There’s no denying that the work world has changed. Gone is the generation of employees that stick to one job their entire professional lives, garnering loyalty awards every 5 years until the day they retire comfortably and with great pride that they served well. Today, the new normal has been about testing waters, constantly chasing greener pastures – job hopping.
In a study by Indeed.com, it was revealed that 91% of people are open to a new job if the opportunity arises or are actively seeking a new job. Surprisingly, this behavior doesn’t change once they’ve been hired at their new job. In fact, 65% of people resume to actively searching for new opportunities within 91 days after their start dates.
Is there something the organization could have done to keep them from leaving or considering other opportunities?
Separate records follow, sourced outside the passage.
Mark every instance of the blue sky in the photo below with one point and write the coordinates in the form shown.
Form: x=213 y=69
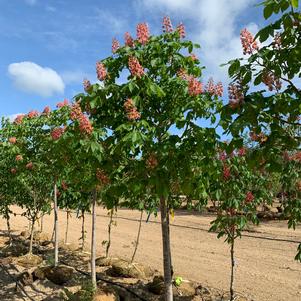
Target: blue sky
x=48 y=47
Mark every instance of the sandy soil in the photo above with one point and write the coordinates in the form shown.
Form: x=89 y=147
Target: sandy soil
x=265 y=268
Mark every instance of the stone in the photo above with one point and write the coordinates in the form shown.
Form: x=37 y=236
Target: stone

Who is to blame – the employer or the employee?
How does teamwork help with retaining employees?
What if organizations changed the dynamic by updating their leadership models? To start, change the way employees are compensated by creating an incentive structure that is collective rather than individual. When team members know they will be rewarded as a team, they start to work as a team. They recognize individual strengths and weaknesses and fill the gaps in order to attain a mutual goal.
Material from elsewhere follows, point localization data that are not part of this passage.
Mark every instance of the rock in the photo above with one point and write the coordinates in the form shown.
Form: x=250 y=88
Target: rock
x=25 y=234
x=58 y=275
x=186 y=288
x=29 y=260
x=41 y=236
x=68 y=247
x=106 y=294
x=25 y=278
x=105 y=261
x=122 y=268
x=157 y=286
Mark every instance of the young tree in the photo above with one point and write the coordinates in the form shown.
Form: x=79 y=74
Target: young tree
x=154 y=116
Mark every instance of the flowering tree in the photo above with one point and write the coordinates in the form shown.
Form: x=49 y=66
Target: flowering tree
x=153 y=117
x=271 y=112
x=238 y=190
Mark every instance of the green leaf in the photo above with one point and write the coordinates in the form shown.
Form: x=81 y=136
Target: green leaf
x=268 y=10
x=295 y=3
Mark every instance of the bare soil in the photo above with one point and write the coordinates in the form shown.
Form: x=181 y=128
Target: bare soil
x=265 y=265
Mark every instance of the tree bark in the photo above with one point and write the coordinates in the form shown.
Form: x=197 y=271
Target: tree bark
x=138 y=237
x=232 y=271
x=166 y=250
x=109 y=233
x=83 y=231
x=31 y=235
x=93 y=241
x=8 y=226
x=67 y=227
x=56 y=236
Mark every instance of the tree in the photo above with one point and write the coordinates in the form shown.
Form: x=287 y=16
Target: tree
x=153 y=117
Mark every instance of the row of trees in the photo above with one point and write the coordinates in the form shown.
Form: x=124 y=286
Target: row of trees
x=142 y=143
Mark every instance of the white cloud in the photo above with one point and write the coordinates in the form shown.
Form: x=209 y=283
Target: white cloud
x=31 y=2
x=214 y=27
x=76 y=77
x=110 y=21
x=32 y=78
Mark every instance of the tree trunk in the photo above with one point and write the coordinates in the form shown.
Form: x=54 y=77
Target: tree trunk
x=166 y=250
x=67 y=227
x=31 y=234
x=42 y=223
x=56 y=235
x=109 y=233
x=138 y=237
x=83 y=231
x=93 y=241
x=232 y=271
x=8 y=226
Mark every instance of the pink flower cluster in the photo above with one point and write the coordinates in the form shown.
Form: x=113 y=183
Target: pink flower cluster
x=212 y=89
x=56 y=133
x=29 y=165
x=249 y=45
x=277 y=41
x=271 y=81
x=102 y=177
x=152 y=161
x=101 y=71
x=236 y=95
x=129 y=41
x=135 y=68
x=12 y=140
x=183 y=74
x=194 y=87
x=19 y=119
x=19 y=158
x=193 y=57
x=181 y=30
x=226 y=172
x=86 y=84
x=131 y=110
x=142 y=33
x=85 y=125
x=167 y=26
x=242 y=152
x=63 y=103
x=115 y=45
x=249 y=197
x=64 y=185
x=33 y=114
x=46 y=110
According to the Harvard Business Review article, Keep Employees from Leaving by Emphasizing Teamwork:
“Emphasizing That Entrepreneurial Innovation is a Team Effort. Instead of laying out a vision for others to follow, those at the top should create contexts in which others can and do set the direction. This must be reinforced with practical changes in the way people are compensated—that is, collective, rather than individual, incentives.”
Create a company culture that values tenure and rewards long-term employment. Switch the focus on the team rather than the individual by engaging them as a team. Instill in them a sense of community and foster collaboration.
When you ensure that everyone is pulling in the same direction and share the same long-term vision, they are less likely to want to leave the organization. To accomplish this, employers need to connect and create a deeper level of employee engagement.
And once the entire team is connected to the organization’s overall purpose and mission, they feel personally invested, take greater pride in their work and enjoy work satisfaction.
How do team building activities help?
Encourage your employees to participate in team building activities and help strengthen their bonds to promote camaraderie. This includes strategy session outside of the office and inviting motivational speakers that will enliven team spirit. Engage in strategy-based team building games that force your employees to think outside the box and use their innate strengths that aren’t always exemplified in the workplace.